Two United States senators are looking to impose new restrictions on the export of arms to Saudi Arabia, introducing a measure on Thursday that would require the U.S. president to certify that the Saudis are taking adequate steps to fight terrorism and protect civilians before shipping it any more weapons.
The proposal, from Democrat Chris Murphy of Connecticut and Republican Rand Paul of Kentucky, comes as Saudi Arabia is waging a war in neighboring Yemen against Houthi insurgents aligned with the country’s former dictator and allegedly supported by the Saudis’ regional rival, Iran.
More than 6,500 people have been killed in over a year of fighting, according to the United Nations, half of them civilians—and while all sides have killed innocents, monitors say the majority have been killed by the Saudis and their allies, with cruise missiles and cluster bombs provided by the West.
Since November 2013, the U.S. has authorized at least US$35.7 billion in arms sales to Saudi Arabia, according to Amnesty International, with a US$1.29 billion deal approved just last November.
The measure introduced Thursday would not halt arms sales to the Saudis, as called for by human rights groups like Amnesty.

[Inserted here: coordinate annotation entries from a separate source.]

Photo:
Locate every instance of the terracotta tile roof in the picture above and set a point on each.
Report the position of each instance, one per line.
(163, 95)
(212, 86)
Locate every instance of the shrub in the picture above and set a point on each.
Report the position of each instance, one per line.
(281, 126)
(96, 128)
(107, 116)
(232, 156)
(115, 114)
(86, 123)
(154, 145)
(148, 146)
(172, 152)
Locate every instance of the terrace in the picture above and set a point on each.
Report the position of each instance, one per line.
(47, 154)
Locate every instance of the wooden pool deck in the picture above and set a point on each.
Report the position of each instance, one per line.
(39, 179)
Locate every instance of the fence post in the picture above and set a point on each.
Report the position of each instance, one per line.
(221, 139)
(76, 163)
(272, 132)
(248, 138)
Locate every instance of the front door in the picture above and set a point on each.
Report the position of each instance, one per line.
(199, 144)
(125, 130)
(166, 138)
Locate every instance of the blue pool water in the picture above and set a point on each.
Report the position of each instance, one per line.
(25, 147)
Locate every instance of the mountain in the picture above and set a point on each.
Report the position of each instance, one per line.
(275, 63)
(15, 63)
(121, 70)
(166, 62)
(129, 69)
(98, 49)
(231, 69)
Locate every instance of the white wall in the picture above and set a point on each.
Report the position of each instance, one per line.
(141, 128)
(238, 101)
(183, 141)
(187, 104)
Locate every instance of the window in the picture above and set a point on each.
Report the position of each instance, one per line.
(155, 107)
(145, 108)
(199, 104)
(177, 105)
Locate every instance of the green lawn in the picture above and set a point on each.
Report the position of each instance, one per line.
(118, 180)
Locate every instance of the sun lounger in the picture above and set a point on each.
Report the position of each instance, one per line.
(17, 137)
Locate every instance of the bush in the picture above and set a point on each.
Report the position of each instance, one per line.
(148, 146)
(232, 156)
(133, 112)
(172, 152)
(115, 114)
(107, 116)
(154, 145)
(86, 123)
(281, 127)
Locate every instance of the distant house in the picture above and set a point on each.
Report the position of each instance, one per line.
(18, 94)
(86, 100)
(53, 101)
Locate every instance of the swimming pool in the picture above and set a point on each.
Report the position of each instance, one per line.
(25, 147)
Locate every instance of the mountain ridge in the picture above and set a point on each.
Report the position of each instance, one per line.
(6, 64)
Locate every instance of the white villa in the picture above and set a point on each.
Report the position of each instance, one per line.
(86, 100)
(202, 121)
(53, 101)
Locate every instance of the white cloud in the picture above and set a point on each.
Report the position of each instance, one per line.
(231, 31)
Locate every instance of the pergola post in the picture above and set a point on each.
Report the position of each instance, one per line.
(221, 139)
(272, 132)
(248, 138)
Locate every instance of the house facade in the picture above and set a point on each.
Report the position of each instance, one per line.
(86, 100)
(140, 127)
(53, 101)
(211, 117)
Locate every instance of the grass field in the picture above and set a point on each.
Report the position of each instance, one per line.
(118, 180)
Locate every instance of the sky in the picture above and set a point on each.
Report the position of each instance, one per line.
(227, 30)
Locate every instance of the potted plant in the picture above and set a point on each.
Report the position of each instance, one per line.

Instead, the amendment to a military spending bill would require that the U.S. president declare prior to any new arms shipments that Saudi Arabia and its war partners are “taking all feasible precautions to reduce the risk of harm to civilians and civilian infrastructure,” and “taking all necessary measures to target designated foreign terrorist organizations.”
“Saudi Arabia is an important partner,” Senator Murphy said in a press release, “but the United States needs to recognize when a friend’s actions are not in our national interest. There’s no evidence that the Saudi campaign in Yemen, enabled by the United States, advances our interests or makes us any safer.”
“In fact,” Murphy continued, “the civil war in Yemen is prolonging human suffering and playing into the hands of the same terrorist groups that are working to attack Americans.”
According to UNICEF, 21.2 million people in Yemen—82 percent of the population—now require “some form of humanitarian assistance” to survive since the start of the war in March 2015. “An estimated 2.3 million people are now internally displaced, 14.1 million people are in need of access to basic health care, and 19.3 million people require access to safe, clean water.”
In October 2015, over a dozen U.S. lawmakers sent a letter to President Barack Obama expressing “dismay” over the Saudi-led war in Yemen—backed not just by U.S. arms, but fought with the help of U.S. military advisors—urging him to ensure that Saudi attacks “correspond to the standards that would apply to any U.S. military operation for limiting civilian casualties.”
Less than two weeks later the Saudi-led coalition repeatedly struck a Doctors Without Borders Hospital in Yemen, which the medical aid group denounced as “a war crime.”